In the resulting profile run the puts are recorded but the gets are completely missed. I rerun the test (literally “up arrow, enter”) and I’ll get both puts and gets. Turns out one recommended way to improve the situation is to allow the profiler to run for a longer period of time. This definitely improved things but I still often had cases where entire code branches were simply missed
I haven’t tried it on any other platform than Windows, so maybe this is a common issue (doubt it) or if it’s just an OS issue.
The good stuff.
The simple command of “web” is fricken awesome. It produces a nice SVG that gives you a nice tree of function calls with the appropriate statistics (memory/CPU usage).
The way we generate the profile information is by running the go executable in testing and benchmark mode. For example, for profiling the Azure SDK (queuing in particular) I run the command:
go test –bench=. –benchtime=10s –run=XXX –cpuprofile=prof10s.cpu
What this does is run the test files (ie the *_test.go files) and also runs the benchmarking methods in those files (any method starting with “Benchmark” which accept the parameter *testing.B).
I’ve also told it to run for a minimum of 10 seconds. The result is a profile file called prof10s.cpu.
To load it simple run: go tool pprof .\storage.test.exe .\prof10s.cpu
Note, storage.test.exe was produced during the test/benchmark run.
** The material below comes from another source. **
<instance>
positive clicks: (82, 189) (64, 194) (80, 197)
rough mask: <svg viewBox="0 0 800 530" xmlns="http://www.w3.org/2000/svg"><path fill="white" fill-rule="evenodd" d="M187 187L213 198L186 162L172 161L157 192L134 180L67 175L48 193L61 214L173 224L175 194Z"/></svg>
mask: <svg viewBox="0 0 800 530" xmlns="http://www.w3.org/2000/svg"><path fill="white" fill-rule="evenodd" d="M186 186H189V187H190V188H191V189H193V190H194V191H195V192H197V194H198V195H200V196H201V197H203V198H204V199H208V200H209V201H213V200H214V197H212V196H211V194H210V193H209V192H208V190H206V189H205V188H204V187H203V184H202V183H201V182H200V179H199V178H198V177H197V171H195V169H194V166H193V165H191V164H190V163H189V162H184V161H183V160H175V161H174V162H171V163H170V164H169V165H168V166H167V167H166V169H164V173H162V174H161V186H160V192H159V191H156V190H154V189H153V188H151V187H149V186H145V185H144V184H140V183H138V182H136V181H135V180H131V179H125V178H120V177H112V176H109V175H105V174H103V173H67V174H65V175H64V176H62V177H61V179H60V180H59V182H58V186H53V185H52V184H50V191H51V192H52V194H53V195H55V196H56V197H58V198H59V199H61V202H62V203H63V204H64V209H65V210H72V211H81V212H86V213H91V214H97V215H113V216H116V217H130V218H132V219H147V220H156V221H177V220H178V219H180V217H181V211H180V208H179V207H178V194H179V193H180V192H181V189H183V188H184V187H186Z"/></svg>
Now things get interesting. Say, to get to the top 10 CPU hungry function calls, the command “top –cum 10” can be used. In my case the results were:
This information, although in theory is useful it’s showing me results for functions that setup the tests, outputted results etc, but not really the function that actually put some messages onto the queue. For that, we can specify where the profiler should focus on, such as :
top –cum PutMessage
Here we can see more useful function calls such as the ones in storage.Client.*, these are the ones I want to see the performance of.
Now, I’m a simple soul… (just ask my wife) and pictures paint such a nicer view on things. For that we can use the “web” command, or more specifically for this case “web PutMessage”. This generates a lovely SVG which makes things really clear to the user. A small snippet of the SVG looks like this:
This is just a small snippet of a far larger graph. But you can clearly see the major code paths of the “PutMessage” function. Where the time goes (ms times) but also the nice big bold boxes that subtly shout “LOOK HERE!!!”. This is very useful!
Others have blogged far more extensively than I ever will about the subject (eg Dave Cheney). I’m only starting out on Go let alone profiling, but it’s a seriously nice place to be.